ISPConfig3, Bastille Firewall and OpenVPN: The solution of this mystery.

Hello,

I was trying to setup OpenVPN on my Debian Wheezy server for the last 4 days. After a lot of mess ups and after some runs at the office to re-enable the firewall rulles since I managed to lock myself out from the remote desktop several times, I now managed to fix this.

For some reason Bastille wouldn't accept the following rules manually:

Code:

 iptables -A INPUT -i tun+ -j ACCEPT
 iptables -A FORWARD -i tun+ -j ACCEPT
 iptables -A FORWARD -m state --state ESTABLISHED,RELATED -j ACCEPT
 iptables -t nat -A POSTROUTING -s 10.8.0.0/24 -o eth0 -j MASQUERADE

Although these commands would work without Bastille enabled, they wouldn't if it was enabled.

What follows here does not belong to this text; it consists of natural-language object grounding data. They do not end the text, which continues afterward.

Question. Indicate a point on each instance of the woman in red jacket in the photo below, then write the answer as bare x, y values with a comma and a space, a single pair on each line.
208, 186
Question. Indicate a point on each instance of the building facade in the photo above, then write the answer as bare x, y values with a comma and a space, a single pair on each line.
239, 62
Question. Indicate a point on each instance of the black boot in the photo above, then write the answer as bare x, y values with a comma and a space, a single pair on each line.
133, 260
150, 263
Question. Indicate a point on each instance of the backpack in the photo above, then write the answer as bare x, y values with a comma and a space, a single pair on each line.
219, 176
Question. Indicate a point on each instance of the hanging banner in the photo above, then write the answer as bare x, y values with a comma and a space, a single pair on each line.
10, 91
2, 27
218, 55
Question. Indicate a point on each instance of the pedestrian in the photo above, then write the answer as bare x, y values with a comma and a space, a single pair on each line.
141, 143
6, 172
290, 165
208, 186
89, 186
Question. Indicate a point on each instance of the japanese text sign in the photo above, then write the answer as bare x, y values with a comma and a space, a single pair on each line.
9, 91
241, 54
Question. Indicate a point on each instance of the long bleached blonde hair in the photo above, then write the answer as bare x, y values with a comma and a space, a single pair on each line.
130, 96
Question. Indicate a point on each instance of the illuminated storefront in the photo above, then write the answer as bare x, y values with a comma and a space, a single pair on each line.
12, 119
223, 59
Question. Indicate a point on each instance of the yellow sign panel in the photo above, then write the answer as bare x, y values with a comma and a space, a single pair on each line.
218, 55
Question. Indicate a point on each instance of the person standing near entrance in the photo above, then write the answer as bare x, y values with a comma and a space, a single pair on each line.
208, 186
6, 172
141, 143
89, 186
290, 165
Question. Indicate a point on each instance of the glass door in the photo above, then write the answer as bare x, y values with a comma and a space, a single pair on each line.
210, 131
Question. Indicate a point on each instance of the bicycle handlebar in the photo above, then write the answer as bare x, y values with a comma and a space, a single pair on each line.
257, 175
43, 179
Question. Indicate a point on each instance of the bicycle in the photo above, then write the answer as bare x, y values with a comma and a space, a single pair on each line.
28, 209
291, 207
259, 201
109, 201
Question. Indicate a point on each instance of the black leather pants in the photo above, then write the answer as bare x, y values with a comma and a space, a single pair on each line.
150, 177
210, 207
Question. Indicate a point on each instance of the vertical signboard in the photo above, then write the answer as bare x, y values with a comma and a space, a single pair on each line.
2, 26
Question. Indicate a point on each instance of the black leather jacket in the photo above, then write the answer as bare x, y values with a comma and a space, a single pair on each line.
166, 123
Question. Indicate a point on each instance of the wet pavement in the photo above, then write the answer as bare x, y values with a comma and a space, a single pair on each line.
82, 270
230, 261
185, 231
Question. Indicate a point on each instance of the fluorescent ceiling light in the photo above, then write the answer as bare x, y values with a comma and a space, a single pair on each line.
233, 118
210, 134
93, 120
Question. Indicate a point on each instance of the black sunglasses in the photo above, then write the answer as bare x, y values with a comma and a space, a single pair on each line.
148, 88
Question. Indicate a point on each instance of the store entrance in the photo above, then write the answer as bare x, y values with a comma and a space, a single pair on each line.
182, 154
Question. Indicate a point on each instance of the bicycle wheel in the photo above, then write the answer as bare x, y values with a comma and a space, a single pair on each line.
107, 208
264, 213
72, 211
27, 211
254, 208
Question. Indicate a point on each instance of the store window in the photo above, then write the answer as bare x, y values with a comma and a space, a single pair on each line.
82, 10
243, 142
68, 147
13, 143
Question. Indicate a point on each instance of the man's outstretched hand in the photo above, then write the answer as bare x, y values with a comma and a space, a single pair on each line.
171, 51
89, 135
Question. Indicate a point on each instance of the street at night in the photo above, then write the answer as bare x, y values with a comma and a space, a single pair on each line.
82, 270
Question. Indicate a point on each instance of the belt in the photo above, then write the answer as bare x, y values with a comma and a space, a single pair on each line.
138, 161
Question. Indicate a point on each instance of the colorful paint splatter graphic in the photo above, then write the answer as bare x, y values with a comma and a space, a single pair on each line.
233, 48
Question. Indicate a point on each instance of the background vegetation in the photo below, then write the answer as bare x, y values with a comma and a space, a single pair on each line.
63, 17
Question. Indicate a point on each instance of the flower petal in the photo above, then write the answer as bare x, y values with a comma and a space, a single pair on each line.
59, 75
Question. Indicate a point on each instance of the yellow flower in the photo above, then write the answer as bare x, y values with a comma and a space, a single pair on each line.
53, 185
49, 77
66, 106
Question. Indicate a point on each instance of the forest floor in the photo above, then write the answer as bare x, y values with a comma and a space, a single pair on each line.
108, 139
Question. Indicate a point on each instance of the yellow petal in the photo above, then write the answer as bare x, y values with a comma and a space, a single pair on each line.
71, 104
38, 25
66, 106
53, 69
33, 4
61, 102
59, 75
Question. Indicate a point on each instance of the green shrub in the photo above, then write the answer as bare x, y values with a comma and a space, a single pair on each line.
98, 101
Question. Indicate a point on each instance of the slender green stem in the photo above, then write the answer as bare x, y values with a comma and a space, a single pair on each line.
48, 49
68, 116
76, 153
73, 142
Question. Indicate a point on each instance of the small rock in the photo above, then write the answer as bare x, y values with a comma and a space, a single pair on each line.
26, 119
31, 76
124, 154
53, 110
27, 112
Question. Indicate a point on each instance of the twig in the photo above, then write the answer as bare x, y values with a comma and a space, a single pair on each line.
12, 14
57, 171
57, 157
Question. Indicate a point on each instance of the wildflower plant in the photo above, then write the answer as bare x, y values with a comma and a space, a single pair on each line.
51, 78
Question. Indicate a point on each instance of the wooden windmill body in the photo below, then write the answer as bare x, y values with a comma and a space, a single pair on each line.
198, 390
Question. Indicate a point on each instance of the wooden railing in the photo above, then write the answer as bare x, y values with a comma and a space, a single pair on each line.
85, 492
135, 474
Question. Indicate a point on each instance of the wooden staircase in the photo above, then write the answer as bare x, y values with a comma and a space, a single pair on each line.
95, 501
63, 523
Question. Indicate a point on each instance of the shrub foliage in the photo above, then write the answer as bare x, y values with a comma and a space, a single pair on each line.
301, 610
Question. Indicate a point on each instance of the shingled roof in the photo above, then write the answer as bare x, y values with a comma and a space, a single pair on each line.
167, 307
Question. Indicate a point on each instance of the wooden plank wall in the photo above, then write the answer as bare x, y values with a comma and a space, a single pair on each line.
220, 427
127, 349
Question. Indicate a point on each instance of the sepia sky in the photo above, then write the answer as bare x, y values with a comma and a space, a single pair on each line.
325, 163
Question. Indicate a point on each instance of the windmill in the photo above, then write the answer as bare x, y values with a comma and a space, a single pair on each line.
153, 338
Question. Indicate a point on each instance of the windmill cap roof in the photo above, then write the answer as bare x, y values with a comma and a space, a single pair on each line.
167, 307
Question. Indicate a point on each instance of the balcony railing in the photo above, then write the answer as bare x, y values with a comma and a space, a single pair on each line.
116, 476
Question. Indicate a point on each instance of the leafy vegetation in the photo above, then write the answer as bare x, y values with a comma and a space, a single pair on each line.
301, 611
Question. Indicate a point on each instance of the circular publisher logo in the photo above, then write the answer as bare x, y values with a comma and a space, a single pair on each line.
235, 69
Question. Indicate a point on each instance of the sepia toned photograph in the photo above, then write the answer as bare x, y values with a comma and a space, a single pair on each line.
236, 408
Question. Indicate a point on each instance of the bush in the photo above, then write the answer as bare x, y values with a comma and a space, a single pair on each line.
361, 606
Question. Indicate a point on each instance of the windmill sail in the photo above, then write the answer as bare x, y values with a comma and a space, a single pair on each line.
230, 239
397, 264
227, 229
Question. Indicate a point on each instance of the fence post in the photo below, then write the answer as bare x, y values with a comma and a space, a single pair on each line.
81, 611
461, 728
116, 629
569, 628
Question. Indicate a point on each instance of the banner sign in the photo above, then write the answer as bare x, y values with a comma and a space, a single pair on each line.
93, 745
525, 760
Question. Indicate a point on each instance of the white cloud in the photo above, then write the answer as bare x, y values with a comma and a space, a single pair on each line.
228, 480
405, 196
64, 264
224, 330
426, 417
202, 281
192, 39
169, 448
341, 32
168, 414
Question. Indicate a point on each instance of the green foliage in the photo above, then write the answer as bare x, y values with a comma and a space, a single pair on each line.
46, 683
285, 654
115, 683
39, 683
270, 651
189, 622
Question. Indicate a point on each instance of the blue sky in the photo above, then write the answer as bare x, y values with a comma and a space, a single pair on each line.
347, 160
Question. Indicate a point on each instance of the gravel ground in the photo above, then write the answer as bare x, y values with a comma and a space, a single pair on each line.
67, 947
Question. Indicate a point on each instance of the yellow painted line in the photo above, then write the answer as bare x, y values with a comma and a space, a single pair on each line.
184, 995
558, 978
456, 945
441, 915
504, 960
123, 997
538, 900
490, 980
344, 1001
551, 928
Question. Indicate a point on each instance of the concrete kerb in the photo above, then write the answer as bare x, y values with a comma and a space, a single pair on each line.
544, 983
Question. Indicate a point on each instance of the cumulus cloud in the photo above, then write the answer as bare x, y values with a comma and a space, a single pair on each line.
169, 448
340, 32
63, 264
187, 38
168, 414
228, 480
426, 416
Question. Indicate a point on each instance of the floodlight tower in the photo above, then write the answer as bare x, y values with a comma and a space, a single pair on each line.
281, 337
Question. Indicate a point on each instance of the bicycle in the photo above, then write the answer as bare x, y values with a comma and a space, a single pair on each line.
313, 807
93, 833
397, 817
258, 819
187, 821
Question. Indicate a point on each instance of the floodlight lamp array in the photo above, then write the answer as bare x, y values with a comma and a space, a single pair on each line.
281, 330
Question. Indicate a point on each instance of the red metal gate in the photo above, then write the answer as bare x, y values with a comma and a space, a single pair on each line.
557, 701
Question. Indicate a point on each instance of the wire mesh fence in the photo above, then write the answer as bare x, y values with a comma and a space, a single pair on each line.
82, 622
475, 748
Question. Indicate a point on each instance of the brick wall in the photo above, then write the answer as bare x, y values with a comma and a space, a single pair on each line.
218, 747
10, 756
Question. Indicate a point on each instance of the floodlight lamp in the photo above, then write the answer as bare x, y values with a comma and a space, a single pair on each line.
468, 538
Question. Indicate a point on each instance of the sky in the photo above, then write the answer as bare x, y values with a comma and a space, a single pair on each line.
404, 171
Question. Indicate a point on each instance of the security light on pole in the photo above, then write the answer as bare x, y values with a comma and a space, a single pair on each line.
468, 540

No error was received and the rules were getting inserted in the iptables but Bastille would just ignore them.

The solution was simple afterall:

Open /etc/Bastille/bastille-firewall.cfg
Search for:
TRUSTED_IFACES="lo"
Change to:
TRUSTED_IFACES="lo tun+"
Search for:
IP_MASQ_NETWORK=""
Change to:
IP_MASQ_NETWORK="10.8.0.0/24"
Save and exit the file.
Restart the firewall:
/etc/init.d/bastille-firewall restart

Done.


Is that suppose to happen? Aren't we supposed to be able to insert rules ourselves even when Bastille is enabled? I know that we can add ports through the web interface but how do we add a NAT rule properly?